John Afriyie, a research analyst, fell prey to the temptation that thousands of research analysts are exposed to. He learnt, through his employer, an unnamed investment firm, that a company called Apollo Global Management would acquire another company called The ADT Corporation.
It was quite obvious that the stock price of ADT Corporation would sky-rocket when the news was made public. So, John Afriyie bought a massive chunk of ADT call options. In order to avoid detection, Afriyie bought the said options in his mother’s brokerage account.
The ADT deal was announced on February 16. As predicted, the ADT stock price soared. Afriyie sold all of the ADT options in his mother’s account and pocketed massive profits of $1.5 million (Rs. 9 crore).
Unfortunately for Afriyie, the sleuths of the The Securities and Exchange Commission (SEC) detected the insider trading transactions. Now, Afriyie is facing serious criminal charges. His mother is also liable to return all the profits that were made from the ADT transaction.
The SEC did not reveal how they trapped Afriyie. However, prima facie, what must have given the game away is the sudden surge in volume of transactions in an otherwise dormant account.
My guess is that Afriyie’s mum’s account must have been a dormant account. If there is a sudden surge in volume and that too with respect to a stock that has announced an important corporate action, it is obvious that alarm bells will start clanging in the offices of SEC.
It must be noted that the Indian counterparts of the SEC, namely SEBI, are equally adept at ferreting out insider trading deals.
One recent example is that of Palred Technologies, a stock that was the erstwhile favourite of Porinju Veliyath. In excellent investigative work, SEBI’s sleuths uncovered evidence that showed that Palem Srikanth Reddy, the CMD, and Ameen Khwaja, the CEO, had allegedly indulged in the nefarious practice of insider trading.
Of course, Porinju Veliyath made 500% gains from Palred Technologies though other investors who sought to clone his activities lost the shirts off their backs.
The SEC sent the grim warning that insider trading by using relatives as a front will not work. It said “Insider traders should have learned by now that trying to hide their illegal activity in a relative’s account ultimately won’t work”. It added “On behalf of the millions of traders in our markets who play by the rules, we will continue to detect and expose those who don’t.”

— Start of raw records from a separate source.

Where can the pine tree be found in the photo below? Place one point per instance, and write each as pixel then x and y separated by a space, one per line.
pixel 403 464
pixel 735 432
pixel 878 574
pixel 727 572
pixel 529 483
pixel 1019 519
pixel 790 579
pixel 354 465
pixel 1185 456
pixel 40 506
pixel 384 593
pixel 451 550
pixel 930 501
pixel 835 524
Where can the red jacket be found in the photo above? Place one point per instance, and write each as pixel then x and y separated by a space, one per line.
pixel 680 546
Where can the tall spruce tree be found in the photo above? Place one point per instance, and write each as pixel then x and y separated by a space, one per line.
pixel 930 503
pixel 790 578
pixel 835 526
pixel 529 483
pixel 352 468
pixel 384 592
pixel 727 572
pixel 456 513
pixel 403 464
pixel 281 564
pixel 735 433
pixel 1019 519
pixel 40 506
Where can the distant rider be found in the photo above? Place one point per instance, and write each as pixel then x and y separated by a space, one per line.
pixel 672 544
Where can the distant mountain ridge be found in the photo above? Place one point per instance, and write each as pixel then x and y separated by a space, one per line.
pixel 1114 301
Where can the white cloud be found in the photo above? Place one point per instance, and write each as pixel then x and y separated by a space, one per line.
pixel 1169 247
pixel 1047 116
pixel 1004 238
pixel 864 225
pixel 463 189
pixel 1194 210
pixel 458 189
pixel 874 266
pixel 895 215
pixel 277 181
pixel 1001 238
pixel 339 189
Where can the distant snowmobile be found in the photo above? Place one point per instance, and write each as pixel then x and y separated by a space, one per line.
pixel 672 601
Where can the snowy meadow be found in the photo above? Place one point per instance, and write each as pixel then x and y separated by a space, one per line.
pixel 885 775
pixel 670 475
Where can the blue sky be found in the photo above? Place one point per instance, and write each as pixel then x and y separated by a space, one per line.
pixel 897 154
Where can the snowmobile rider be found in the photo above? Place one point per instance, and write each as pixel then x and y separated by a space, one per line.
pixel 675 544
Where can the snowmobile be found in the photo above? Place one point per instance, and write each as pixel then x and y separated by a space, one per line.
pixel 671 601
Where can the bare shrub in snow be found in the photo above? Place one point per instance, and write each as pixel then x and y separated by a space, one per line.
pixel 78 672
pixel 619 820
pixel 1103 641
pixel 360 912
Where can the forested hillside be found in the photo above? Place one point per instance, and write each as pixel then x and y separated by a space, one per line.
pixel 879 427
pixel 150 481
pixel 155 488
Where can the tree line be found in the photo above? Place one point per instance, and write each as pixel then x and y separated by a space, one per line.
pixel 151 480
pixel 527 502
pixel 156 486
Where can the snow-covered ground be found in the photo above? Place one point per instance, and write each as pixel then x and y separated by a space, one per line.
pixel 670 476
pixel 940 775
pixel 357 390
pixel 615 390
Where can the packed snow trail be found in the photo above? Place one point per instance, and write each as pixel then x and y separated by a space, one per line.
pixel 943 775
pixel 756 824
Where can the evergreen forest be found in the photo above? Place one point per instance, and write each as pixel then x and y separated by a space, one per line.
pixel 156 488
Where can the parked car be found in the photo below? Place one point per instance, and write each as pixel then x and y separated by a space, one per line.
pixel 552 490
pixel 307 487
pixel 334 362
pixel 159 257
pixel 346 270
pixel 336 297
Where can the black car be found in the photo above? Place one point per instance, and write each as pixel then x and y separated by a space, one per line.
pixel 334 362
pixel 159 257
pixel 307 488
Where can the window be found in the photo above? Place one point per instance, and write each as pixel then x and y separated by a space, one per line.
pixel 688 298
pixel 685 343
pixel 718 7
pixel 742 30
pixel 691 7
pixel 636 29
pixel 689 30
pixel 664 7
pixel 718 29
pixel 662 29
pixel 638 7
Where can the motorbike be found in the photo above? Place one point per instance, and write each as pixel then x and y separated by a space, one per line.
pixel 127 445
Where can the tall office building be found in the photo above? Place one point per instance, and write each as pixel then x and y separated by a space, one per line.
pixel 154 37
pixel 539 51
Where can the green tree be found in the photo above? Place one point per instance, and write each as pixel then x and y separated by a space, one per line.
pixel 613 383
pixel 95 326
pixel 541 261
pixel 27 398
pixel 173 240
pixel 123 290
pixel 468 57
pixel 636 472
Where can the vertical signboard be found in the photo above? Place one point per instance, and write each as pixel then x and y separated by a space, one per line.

The SEC also gave examples of similar cases in the past where it has thwarted the efforts of insider traders to avoid detection by trading in a relative’s brokerage account.
Of course, the warnings by SEC and SEBI are unlikely to deter the hard-boiled Indian operators. These operators are adept at the art of insider trading. They set up a web of companies with a maze of holdings and cross-holdings. The structure of the buying and selling companies are so complex and the funding arrangements are so obtuse that no authority can unravel the truth no matter how hard it tries!